Retrieval runs as a separate n8n workflow called as an OpenAI tool: it receives the user's message and current program phase, generates an embedding, runs cosine similarity search via pgvector, and returns the top 3 matched chunks (similarity threshold 0.7) formatted for injection into the prompt.
n8n as the orchestrator
n8n replaced what would otherwise be a custom backend. All application logic (routing, state checks, LLM calls, database writes, sending messages) lives in visual workflows.
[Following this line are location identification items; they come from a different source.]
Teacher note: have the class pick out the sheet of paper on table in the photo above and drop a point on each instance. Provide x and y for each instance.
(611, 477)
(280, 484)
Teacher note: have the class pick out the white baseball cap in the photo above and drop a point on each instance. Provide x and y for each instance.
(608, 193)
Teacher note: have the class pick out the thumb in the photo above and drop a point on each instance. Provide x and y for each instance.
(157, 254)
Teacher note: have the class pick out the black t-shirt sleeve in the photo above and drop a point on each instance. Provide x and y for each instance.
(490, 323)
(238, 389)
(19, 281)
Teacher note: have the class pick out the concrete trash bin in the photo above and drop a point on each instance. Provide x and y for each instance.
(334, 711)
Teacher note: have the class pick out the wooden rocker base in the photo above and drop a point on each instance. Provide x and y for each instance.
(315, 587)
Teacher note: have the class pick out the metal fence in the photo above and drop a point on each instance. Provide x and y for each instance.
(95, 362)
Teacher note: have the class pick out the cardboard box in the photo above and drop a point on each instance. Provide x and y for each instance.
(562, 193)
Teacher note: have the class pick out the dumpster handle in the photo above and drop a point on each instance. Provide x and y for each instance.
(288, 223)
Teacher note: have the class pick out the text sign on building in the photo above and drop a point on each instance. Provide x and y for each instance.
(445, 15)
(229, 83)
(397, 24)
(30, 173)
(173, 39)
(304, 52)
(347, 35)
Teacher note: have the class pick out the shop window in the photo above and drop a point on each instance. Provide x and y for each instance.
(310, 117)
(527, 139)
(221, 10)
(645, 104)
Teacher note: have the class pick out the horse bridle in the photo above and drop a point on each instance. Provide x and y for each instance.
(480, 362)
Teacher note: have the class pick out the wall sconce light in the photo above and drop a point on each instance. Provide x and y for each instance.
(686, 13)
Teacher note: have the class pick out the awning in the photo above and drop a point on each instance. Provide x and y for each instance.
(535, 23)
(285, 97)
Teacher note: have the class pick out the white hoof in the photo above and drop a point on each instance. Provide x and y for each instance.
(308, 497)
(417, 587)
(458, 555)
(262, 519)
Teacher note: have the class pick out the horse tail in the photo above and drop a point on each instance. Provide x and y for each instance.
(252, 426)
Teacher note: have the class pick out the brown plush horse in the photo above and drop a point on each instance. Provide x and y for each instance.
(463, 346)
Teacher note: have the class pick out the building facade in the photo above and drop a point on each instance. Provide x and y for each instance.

The main conversation workflow handles both Telegram and WhatsApp through the same logic path:
Telegram Trigger / Twilio Webhook
→ Parse Message + Intent Detection
→ get-or-create-user-context ← Supabase edge fn
→ Authorization check
→ OpenAI GPT-4o-mini
→ [tool call] Prompt Assets RAG workflow
→ Filter Response (blocklist regex)
→ save-message ← Supabase edge fn
→ Send reply (Telegram API / Twilio REST)
Telegram to WhatsApp: why and how
WhatsApp Business API has friction: templates require Meta approval, cold outreach outside 24 hours requires approved template IDs, and every session message costs money. Telegram has none of this. The entire conversation flow, registration logic, and RAG integration was built and validated on Telegram before a single WhatsApp message was sent.
Daily reminders are cold outreach by definition. The Reminder Scheduler checks the timestamp of the user's last inbound message: if under 24 hours it sends a free-form session message, if over 24 hours it sends the approved reminder template. No custom code required.